Saya dibesarkan dalam keluarga yang beragama Buddha. Saya menuntut ilmu di Sekolah Dasar Kristen, dan lanjut ke Sekolah Menengah Katolik.
Saya membaca Alkitab semasa saya kecil, dan sampai saat ini beberapa ayat dari Kitab Kejadian hingga Wahyu masih melekat di kepalaku. Hanya satu yang teringat, semuanya bagus.
Kebenaran itu universal, indah di awal, indah di pertengahan, dan indah pada akhirnya. Kebenaran itu tidak bisa dikamuflase, sebagaimana matahari yang terbit di ufuk timur dan terbenam di barat.
Terhadap agama sendiri, kebenaran yang hakiki adalah kenyataan bahwa kita hidup berdampingan dengan penganut agama lain. Itulah kebenaran.
Jadi ingat kutipan prasasti No. XXII Raja Asoka dari zaman Sang Buddha;
"Janganlah kita hanya menghormati agama sendiri dan mencela agama orang lain tanpa suatu dasar yang kuat. Sebaiknya agama orang lain pun hendaknya dihormati atas dasar-dasar tertentu."
Dengan demikian maka kita dapat mengembangkan agama sendiri dan juga menguntungkan agama lain. Sebaliknya, mencela agama lain hanya akan menghasilkan keburukan bagi agama sendiri.

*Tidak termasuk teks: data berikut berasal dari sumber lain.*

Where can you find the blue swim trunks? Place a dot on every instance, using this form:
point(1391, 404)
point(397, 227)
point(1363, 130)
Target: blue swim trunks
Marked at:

Kembali kepada kisah BJ. Habibie. Tentu ada kemanfaatan khusus antara kepintaran sang Yahudi dan Al-Qur'an yang dibacanya setiap subuh. Ia mengakuinya sendiri kepada Habibie.

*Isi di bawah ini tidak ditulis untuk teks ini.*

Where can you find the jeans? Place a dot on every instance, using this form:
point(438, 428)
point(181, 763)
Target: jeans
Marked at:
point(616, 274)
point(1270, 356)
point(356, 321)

Terlepas dari ayat Al-Qur'an yang dibaca, bagi saya sendiri sang Yahudi telah selangkah lebih maju dari siapa pun juga. Ia berhasil membuka mental bloknya dengan mempelajari kesakralan agama lain.
Dalam dunia nyata, kepintaran yang ia miliki berasal dari keinginannya untuk selalu belajar. Ia tidak pernah menutup diri terhadap hal-hal yang menurut banyak orang (mungkin) "haram".
Jadi ingat perkataan kakek, bahwa kita bisa belajar dari siapa pun juga, bahkan makian dari orang yang membenci kita sekali pun. Tegantung dari sudut mana yang ingin kita ambil.